Copulas provide a rich family of multivariate distributions. Indeed, it allows to combine univariate marginals in arbitrary way. Sklar's theorem guarantees that any multivariate distribution may be obtained like this. But still it has one great problem: given a multivariate data set with dimension >2 how to choose a copula that captures the salient features of the data set? The main problem is that we human beings cannot see any feature in a data set of dimension >2. So it would help to have a technique to design a copula by considering two variables at a time. And vine is just a way to do that.

We shall start explaining the concept of vine starting with a mathematical structure that apparently has no relation with statistics. We shall need a definition from graph theory:

Definition By a tree with n vertices we mean a diahgram with n dots (called vertices) joined by lines (called edges) such that all the vertices are connected and there is no cycle.

Typical examples are

These are trees on 4 vertices But the following two diagrams are not trees:

These are not trees It is easy to see (and not difficult to prove) that any tree on n vertices has exactly n-1 edges.

We shall now define a vine as a set of trees built in a hierarchical manner. We shall start with a set of n variables:

X₁ , ... , X_n .

Consider them as n vertices and create a tree by joining them with n-1 edges. It does not matter how you do this, as long as you satisfy the conditions of a tree. Here is one example:

Slideshow

You could of course have proceeded in a different way, like the following, for example:

Another vine on 4 variables We have used different colours for the edeges of the different trees. Mathematically the role of colour is played by the order. The red edges (the oes that are drawn first) are called edges of order 0. The blue edges have order 1, the green edge has order 2.

A vine on n variables is sometimes called an n-dimensional vine. It will have n-i-1 edges of order i for i=0,...,n-1.

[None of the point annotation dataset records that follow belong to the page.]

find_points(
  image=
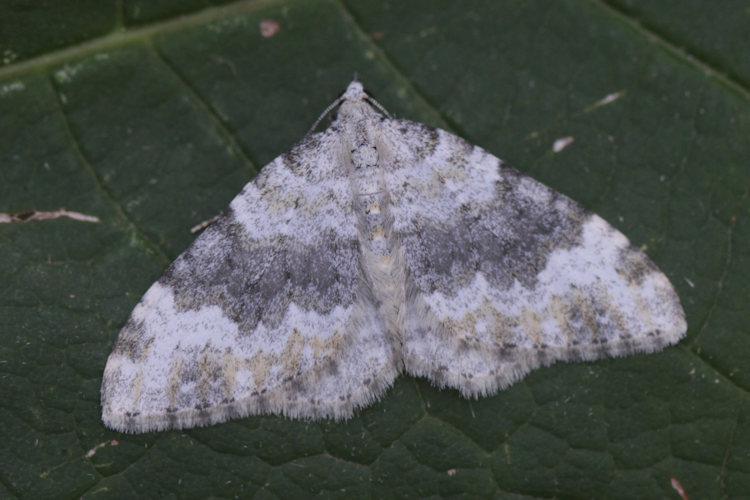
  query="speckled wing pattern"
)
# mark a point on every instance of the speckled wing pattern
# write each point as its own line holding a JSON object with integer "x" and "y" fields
{"x": 376, "y": 247}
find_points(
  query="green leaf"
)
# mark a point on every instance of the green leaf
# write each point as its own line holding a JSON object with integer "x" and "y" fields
{"x": 151, "y": 116}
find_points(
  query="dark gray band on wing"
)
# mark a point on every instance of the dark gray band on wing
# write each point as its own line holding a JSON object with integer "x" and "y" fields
{"x": 509, "y": 240}
{"x": 255, "y": 281}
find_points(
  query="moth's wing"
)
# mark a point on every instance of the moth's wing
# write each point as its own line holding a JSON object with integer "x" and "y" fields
{"x": 506, "y": 275}
{"x": 262, "y": 314}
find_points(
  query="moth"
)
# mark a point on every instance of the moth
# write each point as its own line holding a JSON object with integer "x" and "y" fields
{"x": 378, "y": 247}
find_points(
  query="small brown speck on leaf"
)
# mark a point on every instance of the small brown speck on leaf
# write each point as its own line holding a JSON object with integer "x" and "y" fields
{"x": 268, "y": 28}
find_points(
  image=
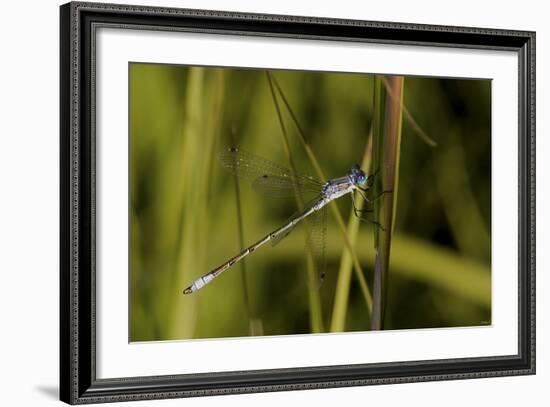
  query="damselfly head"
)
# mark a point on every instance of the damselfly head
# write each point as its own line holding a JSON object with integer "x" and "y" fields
{"x": 358, "y": 175}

As you can guess, there are many vines possible for a given dimension. It turns out that a subset of "nice" vines is enough for statistical purposes. These are called regular vines. To understand the concept we need a new definition:

Definition Two edges of the same order are called neighbours if they share a common end point. Alternatively, since an edge may be considered as a doubleton set, two edges are called neighbours if the two doubleton sets have an intersection of size 1.

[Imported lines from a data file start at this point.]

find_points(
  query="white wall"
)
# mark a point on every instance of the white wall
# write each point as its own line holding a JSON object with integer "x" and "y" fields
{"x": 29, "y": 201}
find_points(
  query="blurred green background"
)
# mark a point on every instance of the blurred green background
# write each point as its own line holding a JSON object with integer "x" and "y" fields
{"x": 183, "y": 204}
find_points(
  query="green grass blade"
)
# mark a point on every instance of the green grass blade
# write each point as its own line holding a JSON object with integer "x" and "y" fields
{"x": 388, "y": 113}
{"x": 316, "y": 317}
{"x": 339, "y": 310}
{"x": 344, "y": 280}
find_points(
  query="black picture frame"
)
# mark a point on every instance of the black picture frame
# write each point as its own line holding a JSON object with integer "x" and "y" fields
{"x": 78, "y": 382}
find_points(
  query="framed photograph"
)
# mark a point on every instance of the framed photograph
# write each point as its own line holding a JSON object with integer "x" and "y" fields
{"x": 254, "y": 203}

Now we can define a regular vine:

Definition A vine is called regular if the edges of each order ≥ 1 join only neighbouring edges of the previous order.

The literature deals almost exclusively with regular vines. Here is an irregular vine, just as an object of curiosity:

An irregular vine: {{1,2},{3,4}} connects {1,2} and {3,4} which are not neighbours as {1,2}∩{3,4}=φ

Naming the edges of a regular vine

Expressing an edge as a doubleton set is cumbersome. Fortunately, there is an easier naming system available for regular vines. For this we define two sets for each edge: the conditioned set and the conditioning set. Let's start with an example: Consider the edge {{1,2},{2,3}}, which is an edges of order 1. Ignore all the braces to get a list:

1, 2, 2, 3.

The set of all elements that occur more than once in this list is called the conditioning set. Here it is {2}. The remaining elements (which occur exactly once each) consitute the conditioned set: {1,3}.

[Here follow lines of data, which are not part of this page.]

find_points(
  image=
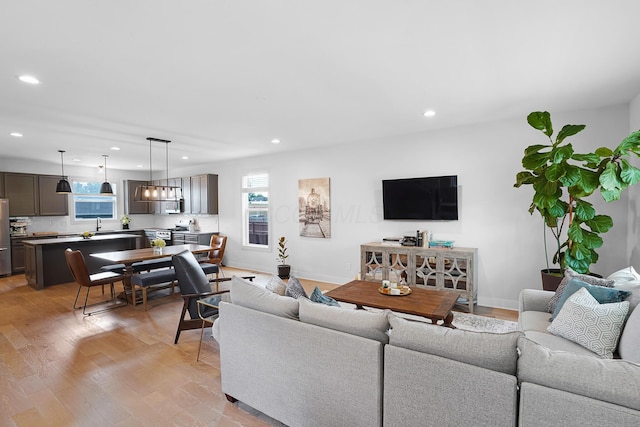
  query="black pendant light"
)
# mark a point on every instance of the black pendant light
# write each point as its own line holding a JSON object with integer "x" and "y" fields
{"x": 63, "y": 186}
{"x": 105, "y": 188}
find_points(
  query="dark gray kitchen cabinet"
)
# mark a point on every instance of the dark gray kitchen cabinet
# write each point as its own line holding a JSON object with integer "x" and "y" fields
{"x": 204, "y": 194}
{"x": 21, "y": 189}
{"x": 130, "y": 205}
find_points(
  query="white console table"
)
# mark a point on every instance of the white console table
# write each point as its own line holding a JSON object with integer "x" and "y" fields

As another example consider the 0-th order edge {1,2}. Its conditioned set is {1,2} and conditioning set is φ.

This intuitive description may be difficult to apply for larger vines. So it's good to learn the formal definition, which starts by defining a constraint set for an edge. Intuitively, it is the union of the conditioning set and the conditioned set. The formal definition is recursive:

Definition Let e={a,b} be an edge in a vine. Its constraint set (written CONSTRAINT(e)) is defined as

If order(e)=0, then CONSTRAINT(e) = {a,b},
If order(e)>0, then CONSTRAINT(e) = CONSTRAINT(a) ∪ CONSTRAINT(b).

Now we can define conditioned and conditioning sets as follows.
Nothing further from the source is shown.